The MBI-HSS is the original and most widely used version of the MBI [25]. The only difference between the MBI-HSS and the MBI-HSS [MP] is the word “patients” used in place of “recipients.” The MBI-HSS [MP] is most applicable to HCPs who have direct patient care roles. Other versions of the MBI are available for other occupational groups, but less is known about how scores on these versions relate to health care outcomes.

The PFI refers to patients and to work in general. The OBI and CBI were developed for use in any occupational group. The OBI and PWLS single-item refer to “my work” whereas the CBI refers to “work” and “clients.” The WBI refers to “my work” or “medical school” (depending on the version) and has been validated in multiple independent samples that have included more than 25,800 health care professionals and other U.S. workers, suggesting that it is broadly applicable [19-22]. It is worth pointing out that not all instruments have data on validity in more than one occupational group.

 

Additional Considerations

Utilizing an external organization to administer and analyze the results may help provide extra confidence of confidentiality and boost willingness to honestly answer questions.

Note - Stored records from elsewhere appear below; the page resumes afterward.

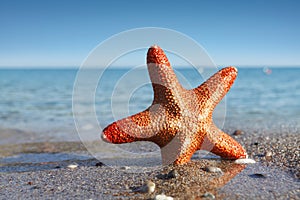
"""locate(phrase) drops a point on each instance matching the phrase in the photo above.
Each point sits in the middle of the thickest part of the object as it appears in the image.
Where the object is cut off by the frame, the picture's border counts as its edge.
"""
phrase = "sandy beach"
(41, 171)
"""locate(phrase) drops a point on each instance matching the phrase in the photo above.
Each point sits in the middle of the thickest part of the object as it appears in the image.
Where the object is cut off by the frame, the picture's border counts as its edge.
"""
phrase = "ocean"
(39, 101)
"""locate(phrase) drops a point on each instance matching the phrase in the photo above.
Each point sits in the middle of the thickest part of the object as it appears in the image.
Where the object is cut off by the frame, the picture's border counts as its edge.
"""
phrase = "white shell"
(72, 166)
(244, 161)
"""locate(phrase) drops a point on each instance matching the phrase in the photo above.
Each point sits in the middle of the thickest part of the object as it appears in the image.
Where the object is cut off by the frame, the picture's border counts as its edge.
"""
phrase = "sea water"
(40, 100)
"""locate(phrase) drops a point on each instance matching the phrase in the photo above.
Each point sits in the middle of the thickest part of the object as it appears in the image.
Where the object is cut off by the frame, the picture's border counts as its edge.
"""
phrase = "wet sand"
(40, 170)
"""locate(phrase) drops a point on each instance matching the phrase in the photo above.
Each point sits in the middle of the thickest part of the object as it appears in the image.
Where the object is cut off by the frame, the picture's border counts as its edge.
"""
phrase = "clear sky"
(63, 32)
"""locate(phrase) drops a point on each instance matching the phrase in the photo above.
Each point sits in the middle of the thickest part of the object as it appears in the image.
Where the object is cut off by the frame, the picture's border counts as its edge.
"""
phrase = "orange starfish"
(179, 121)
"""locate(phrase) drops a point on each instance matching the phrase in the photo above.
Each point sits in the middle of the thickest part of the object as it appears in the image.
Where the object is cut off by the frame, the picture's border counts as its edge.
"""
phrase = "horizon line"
(128, 67)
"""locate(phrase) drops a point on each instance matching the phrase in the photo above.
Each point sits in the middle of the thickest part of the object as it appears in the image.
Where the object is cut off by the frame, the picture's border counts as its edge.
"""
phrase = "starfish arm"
(224, 145)
(163, 78)
(130, 129)
(211, 92)
(149, 125)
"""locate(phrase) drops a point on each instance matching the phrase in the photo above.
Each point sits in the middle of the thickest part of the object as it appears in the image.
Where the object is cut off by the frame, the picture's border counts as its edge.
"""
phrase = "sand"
(40, 171)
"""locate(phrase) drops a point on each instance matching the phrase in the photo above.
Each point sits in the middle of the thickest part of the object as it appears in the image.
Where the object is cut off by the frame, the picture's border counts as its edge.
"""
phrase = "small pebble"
(257, 175)
(163, 197)
(208, 195)
(149, 187)
(244, 161)
(237, 132)
(72, 166)
(125, 167)
(268, 154)
(213, 169)
(99, 164)
(172, 174)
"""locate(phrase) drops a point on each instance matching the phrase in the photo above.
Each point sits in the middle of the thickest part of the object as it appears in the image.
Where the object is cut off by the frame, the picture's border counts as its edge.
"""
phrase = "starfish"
(179, 121)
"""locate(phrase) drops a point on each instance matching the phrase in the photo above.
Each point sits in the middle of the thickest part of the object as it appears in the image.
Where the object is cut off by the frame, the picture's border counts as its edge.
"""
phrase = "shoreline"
(40, 170)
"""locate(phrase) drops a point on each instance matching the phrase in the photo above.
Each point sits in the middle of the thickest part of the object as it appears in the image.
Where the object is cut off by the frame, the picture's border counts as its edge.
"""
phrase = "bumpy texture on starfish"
(179, 121)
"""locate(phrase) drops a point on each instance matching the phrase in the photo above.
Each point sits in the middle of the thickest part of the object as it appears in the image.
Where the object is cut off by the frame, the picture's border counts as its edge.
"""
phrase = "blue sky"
(62, 33)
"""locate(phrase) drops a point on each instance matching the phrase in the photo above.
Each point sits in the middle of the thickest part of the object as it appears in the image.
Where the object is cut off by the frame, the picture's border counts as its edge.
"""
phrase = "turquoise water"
(40, 100)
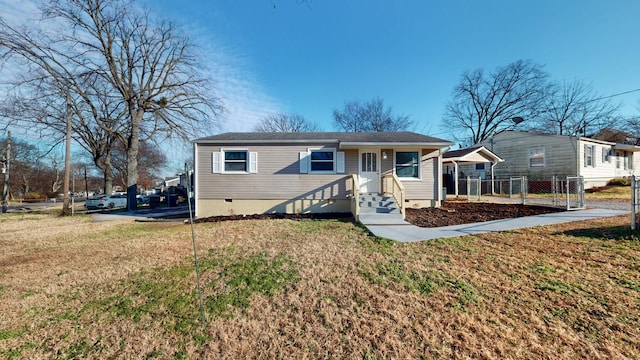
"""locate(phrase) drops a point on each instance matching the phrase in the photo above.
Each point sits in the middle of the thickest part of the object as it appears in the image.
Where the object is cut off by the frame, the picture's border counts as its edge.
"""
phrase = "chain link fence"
(635, 202)
(566, 192)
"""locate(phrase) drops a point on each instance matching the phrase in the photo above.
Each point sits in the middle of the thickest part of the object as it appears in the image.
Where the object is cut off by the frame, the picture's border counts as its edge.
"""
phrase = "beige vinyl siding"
(560, 155)
(599, 169)
(425, 188)
(278, 175)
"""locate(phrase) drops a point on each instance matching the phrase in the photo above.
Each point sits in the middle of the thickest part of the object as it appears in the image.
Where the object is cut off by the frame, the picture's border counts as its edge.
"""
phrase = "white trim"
(544, 157)
(419, 178)
(323, 149)
(247, 161)
(303, 158)
(340, 162)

Limiting demographic items that could allow for identification of individuals (e.g., the only Hispanic woman physician in a department) is another strategy to help ensure confidentiality. Measures that assess depressive symptoms or substance use or inquire about more sensitive topics may be less well-received by HCPs. Administering anonymous or confidential surveys, however, eliminates the ability to directly identify and help those in distress. Providing information about local employee assistance programs and other avenues for how to seek help if experiencing distress at the end of a survey can help mitigate these concerns. Measures and accompanying items should address only topics the organization is willing and able to address. Asking about problem areas and then not addressing them may cause staff to feel ill will toward organizational leadership.

 

 

Conclusion

The available tools to measure HCP burnout and overall well-being have a variety of strengths and limitations. Most health care systems will be able to find a validated instrument or instruments that meet their particular needs and situation. Table 3 summarizes seven common instruments in terms of the pragmatic dimensions discussed above and in terms of their overall strengths and limitations. The proprietary two-item MBI [MP] [28, 29] for burnout and the nine-item WBI [22] for overall well-being are pragmatic, broadly applicable tools with a good balance of strengths and limitations that health care organizations without other constraints may wish to use [12, 13]. Prior to administering a survey to assess HCP well-being, organizations should be ready to act on the results with planned human and financial resources allocated for such a response. Fortunately, meta-analysis and systemic reviews of intervention studies suggest that interventions can lead to improvements in HCP well-being [57, 58]. An annotated bibliography published by the Collaborative for Healing and Renewal in Medicine on evidence-based, well-being interventions can be found on the Alliance for Academic Internal Medicine website (http://www.im.org/page/annotatedbibliography). Knowing that improvements can be achieved can help make the case for organizations undertaking monitoring and improvement efforts for the first time. Sharing the results with responding HCPs, involving them in action planning and implementation, and discussing the impact of the response are important to achieving ongoing buy-in and participation by the targeted group and ultimately crucial in successfully addressing HCP well-being.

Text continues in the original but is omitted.